I wonder if these protesting veterans realize that by demanding this creaky, outmoded structure be left standing they are making a comment about themselves. They, too, are coming off as creaky, outmoded and obsolete. That’s not me.
The coliseum area features a beautiful, tasteful and appropriate memorial fountain honoring veterans. There is a wall listing all those who gave their lives. To me, this constitutes what should be an appropriate memorial. If the coliseum is torn down, this memorial wall, or something like it, will be erected somewhere suitable on the site. That should be sufficient.
At the moment, the most tasteful war monument Portland possesses is the Vietnam memorial in Washington Park. Here are beautiful lawns, a graceful winding path and a succession of plaques honoring, year by year, those who were lost in that ugly war. It is kept up to date, with new names added as remains are retrieved from the battle zone. To me, this is what a war memorial should represent, a quiet refuge dedicated to respect and reconciliation, where one can sense the tragedy of war and the solace of peace.
As a veteran, I don’t want to be identified with an obsolete coliseum which has outworn its usefulness and stands as an historic eyesore while the area around it becomes modernized and contemporary.
If some local veterans are making asses of themselves, this is minor compared to what they’re doing in Washington, D.C. By all accounts, the World War II Memorial on the Capital Mall will violate all standards of good taste. It will be huge, evidently to commemorate the hugeness of the war itself, a fact of which we hardly need be reminded.
As now planned, the memorial consists of a sunken theater with 56 granite pillars, two four-story arches and a gross assortment of balustrades, triumphal archways, rampart walls and ceremonial steps.
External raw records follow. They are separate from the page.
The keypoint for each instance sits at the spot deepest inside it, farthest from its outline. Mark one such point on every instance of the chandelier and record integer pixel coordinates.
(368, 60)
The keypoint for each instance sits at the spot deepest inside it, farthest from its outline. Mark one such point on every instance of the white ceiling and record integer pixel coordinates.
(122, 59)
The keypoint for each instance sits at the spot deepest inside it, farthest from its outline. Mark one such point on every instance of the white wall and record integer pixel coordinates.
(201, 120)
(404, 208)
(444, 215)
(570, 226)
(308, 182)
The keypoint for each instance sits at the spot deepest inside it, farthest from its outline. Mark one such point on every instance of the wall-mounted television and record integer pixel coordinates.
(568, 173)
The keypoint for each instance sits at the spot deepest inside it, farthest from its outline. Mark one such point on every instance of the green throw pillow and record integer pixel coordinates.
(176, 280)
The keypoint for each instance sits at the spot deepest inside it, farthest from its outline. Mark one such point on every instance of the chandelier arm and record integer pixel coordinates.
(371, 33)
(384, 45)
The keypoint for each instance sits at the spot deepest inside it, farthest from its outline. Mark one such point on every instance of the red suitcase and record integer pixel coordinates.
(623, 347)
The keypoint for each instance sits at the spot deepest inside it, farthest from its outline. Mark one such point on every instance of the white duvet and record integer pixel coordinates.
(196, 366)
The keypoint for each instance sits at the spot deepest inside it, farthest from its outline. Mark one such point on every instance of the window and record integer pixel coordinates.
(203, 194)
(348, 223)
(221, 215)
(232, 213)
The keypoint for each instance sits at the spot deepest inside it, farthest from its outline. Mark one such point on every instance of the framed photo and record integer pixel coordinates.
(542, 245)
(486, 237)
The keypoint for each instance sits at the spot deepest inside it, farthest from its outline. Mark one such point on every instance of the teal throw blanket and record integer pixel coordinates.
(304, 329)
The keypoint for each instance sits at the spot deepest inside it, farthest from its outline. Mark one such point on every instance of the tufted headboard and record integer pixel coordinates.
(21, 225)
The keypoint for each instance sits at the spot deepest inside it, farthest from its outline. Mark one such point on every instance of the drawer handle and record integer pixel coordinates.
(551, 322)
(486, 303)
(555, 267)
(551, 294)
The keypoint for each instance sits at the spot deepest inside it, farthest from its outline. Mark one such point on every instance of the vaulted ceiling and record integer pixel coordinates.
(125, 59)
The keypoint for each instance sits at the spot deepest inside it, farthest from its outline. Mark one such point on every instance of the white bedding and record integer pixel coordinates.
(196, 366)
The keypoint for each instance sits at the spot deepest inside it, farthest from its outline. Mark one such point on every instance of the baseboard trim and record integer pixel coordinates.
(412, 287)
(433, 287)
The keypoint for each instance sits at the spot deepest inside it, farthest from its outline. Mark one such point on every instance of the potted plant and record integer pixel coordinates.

Worst of all, it will fill up the open grassy center of the National Mall. It will totally block off the vista between the Lincoln Memorial and the Washington Monument. To me, and many veterans, the peace of a grassy mall embodies the kind of peace we all hoped we would come back to when the shooting stopped. I don’t want to see that grass obliterated by a concrete monstrosity.
The site is 7.4 acres, huge by any estimate, and the memorial is ticketed to cost $100 million. Originally the memorial was set to locate in nearby Constitution Gardens. This displeased the cranky veterans. No, they said, you’re marginalizing us veterans. And keep it big. Shrinking the memorial shrinks the importance of veterans.
Nonsense. I keep thinking of the national Vietnam memorial wall. Its simple and reverent design draws people year after year, people who feel real emotion as they review those listed names. Most people forget that when this simple yet dramatic design was approved, some crotchety veterans insisted there also be a statue of some struggling combat figures. Today, people revere the wall, they ignore the ugly statue.
Tom Brokaw of NBC News insists on calling us World War II veterans the “greatest generation.” I don’t feel that way. True we fought the biggest war, a war that saved the world from the savagery of Hitler. Most of us were drafted, although we went willingly. As survivors, we got treated pretty well. Millions of us got college degrees through the GI Bill of Rights. We got enough discharge pay to live pretty high for awhile. And there was the 52-20 club, where we drew $20 a week for a year while we supposedly looked for jobs. Personally, I spent one whole summer lolling on the banks of Lake Oswego.
In this week’s TV news, some veterans with sense have descended on Washington and demanded an end to this gross memorial design and the damage it does to the capital mall. Bully for them. I hate to see what is called the greatest generation turning into the grating-est generation.